Popularne stają się zamienniki, a ich producenci przeżywają bez mała rozkwit – wielokrotnego użytku słomki z metalu czy szkła, zapakowane w estetyczne pokrowce, stają się obiektem pożądania. Mniej wymagającym klientom wystarczają ich wersje z papieru.
Tymczasem produkcja słomek papierowych wcale nie jest taka eko, jakbyśmy chcieli. Produkt z papieru obecnie jest około pięć razy droższy w produkcji niż wersja z plastiku. Dzieje się tak, ponieważ sprzęt używany do ich produkcji jest mniej wydajny. W procesie produkcyjnym jedna maszyna jest w stanie uzyskać ok. 200 słomek na minutę, a urządzenia wykorzystujące plastik wytłaczają ich nawet 10 razy więcej!

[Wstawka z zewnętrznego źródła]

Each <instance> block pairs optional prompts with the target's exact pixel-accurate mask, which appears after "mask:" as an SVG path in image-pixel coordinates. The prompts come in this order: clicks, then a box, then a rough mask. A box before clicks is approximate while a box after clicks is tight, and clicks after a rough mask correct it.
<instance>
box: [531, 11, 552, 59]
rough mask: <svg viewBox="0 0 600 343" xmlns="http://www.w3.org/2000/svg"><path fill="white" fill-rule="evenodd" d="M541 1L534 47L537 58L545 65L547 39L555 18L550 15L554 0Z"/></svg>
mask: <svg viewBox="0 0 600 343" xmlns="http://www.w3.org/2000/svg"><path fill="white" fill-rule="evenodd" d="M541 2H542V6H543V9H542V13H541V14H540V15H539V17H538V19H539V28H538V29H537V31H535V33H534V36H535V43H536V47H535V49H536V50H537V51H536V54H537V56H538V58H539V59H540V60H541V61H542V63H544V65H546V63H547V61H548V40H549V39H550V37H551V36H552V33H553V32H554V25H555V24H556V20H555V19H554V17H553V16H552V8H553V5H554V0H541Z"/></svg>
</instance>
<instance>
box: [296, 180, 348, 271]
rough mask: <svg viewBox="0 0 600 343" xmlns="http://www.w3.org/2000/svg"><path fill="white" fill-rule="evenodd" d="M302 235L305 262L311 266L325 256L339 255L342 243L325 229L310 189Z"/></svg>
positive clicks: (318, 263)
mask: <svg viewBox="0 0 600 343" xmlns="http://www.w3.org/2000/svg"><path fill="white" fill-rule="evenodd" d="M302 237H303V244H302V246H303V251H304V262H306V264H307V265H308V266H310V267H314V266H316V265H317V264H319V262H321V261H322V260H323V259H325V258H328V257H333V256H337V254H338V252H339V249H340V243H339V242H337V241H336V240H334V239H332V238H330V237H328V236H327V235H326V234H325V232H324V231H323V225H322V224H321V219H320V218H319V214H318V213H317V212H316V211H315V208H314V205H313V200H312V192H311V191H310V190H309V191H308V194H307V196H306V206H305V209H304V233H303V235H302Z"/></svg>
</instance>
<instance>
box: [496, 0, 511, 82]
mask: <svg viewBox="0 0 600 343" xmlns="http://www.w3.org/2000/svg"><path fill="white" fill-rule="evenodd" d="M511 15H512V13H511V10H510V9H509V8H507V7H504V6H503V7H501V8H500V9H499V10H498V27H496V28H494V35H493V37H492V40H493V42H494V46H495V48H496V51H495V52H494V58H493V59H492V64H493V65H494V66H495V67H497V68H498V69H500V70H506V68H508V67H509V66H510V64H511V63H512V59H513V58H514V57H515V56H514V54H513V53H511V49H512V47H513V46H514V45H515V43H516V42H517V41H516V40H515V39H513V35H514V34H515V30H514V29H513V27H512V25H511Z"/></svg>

Eliminowany jest szkodliwy surowiec, ale zapominamy o innych składowych – energii (mniej wydajna produkcja zwiększa wykorzystanie energii), pracownikach, zużyciu materiałów… Wszystko to przyczynia się do zwiększenia śladu węglowego.
Ponadto papier wykorzystywany do produkcji słomek musi spełniać odpowiednie wymagania, by wytrzymać dość rygorystyczny proces. Materiał, z którego powstają papierowe słomki, powinien być wodoodporny, aby słomka nie rozpadła się podczas picia, a jednocześnie biodegradowalny, aby sprostać wymaganiom ochrony środowiska. Papierowe słomki składają się z 3-4 warstw papieru połączonych klejem. Mniejsza ilość spowodowałaby zmniejszenie odporności na zgniatanie.
Czytaj też: Czy bitcoin i inne kryptowaluty szkodzą środowisku? (homodigital.pl)
Czytaj też: OZE nie uratują świata przed zagładą? Może to zrobić… wodór (homodigital.pl)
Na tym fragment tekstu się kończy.